This is a default namespace declaration. We can also have qualified or prefixed namespace declarations, like this:

<doc:document xmlns:doc="http://www.ns.com/ns/document">
  ...
</doc:document>

As you can see, the xmlns attribute (with or without a prefix) specifies a namespace declaration. Namespaces can be quite confusing because they use any URI as a namespace name. The HTTP protocol scheme used above may suggest that we're actually using a resource that can be retrieved by fetching the given URI, but this is not the case. The URI is simply a name and it doesn't guarantee the location or existence of a resource. URIs are used locally. The main downside of this is that you can't really make sure if other people are using your domain name as a part of their URI.

A default namespace declaration is a namespace declaration without any prefix attached to the xmlns attribute. A default namespace declaration associates a namespace name (a URI) with one or more elements, but not with attributes. Attributes without a prefix are not considered part of any namespace.

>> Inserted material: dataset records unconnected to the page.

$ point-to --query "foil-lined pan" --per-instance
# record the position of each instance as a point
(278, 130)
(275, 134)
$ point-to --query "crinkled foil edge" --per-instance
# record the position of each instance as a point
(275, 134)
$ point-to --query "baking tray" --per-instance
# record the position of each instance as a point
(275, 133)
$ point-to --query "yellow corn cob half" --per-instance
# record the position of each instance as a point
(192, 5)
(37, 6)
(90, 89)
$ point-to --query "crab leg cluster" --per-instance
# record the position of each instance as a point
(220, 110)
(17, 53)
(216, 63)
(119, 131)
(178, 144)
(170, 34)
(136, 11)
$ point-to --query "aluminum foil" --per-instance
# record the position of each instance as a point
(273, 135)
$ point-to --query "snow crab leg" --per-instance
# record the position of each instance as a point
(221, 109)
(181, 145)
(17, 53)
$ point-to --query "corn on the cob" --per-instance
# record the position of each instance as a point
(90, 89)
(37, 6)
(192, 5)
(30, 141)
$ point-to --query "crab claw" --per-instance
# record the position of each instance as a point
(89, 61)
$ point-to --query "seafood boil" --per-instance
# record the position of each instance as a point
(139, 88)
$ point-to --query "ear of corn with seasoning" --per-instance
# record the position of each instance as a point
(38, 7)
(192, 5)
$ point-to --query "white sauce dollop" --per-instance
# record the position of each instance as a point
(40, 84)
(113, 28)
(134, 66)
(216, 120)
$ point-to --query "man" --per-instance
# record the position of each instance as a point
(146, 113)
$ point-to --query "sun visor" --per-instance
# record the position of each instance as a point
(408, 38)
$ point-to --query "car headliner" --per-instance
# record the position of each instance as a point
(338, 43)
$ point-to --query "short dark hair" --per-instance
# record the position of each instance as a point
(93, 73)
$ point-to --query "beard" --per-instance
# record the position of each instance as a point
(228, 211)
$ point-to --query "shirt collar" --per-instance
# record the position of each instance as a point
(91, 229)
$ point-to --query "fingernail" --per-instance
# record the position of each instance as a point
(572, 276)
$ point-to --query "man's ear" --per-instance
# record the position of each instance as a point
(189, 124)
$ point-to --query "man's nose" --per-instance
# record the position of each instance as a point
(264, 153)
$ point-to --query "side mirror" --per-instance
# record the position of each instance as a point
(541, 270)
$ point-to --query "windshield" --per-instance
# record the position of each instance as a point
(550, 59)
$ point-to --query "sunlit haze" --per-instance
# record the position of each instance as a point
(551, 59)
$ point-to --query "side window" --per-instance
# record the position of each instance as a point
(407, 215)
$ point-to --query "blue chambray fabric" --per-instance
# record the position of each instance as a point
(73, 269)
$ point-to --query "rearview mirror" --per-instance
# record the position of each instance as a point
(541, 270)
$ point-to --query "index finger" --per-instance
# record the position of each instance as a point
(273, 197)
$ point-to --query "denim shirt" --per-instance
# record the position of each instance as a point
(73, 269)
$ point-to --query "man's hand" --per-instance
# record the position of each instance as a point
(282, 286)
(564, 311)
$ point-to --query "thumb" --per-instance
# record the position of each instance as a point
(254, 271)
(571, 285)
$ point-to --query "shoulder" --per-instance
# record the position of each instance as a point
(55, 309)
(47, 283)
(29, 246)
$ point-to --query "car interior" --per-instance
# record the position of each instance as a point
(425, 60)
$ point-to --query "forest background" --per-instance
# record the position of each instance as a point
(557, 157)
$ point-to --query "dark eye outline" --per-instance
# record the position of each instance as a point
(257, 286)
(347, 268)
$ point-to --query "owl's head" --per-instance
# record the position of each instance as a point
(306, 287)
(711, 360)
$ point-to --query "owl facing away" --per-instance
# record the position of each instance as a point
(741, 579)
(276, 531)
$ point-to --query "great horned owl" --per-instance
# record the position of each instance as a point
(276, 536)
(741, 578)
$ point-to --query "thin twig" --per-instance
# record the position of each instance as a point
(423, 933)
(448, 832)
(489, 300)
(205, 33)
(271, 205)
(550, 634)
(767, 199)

A local name combined with its namespace name is called an expanded name and is oftend represented in descriptive text as {http://www.ns.com/ns/document}document, though it is never represented this way in XML. The dafault declarations associates the namespace name with an element and its children or descendant elements. A default declaration on the document element applies to elements in the entire document, but not to attributes.

So if you use getElementsByTagNameNS(namespace, elements) either on an XML or XHTML document, you can actually match all elements that live in a given namespace (in XHTML is http://www.w3.org/1999/xhtml), but you cannot match attributes, because they don't belong to the namespace itself.

Instead, in a prefixed namespace declaration, the prefix (such as doc) is associated with the namespace name, thus making the name a qualified name. If you want to associate a namespace to an attribute, you have to use a prefix in its name. Again, an attribute that doesn't have a prefix is never associated with any namespace. You can do this only by using a prefix. Default namespace declarations never apply to attributes.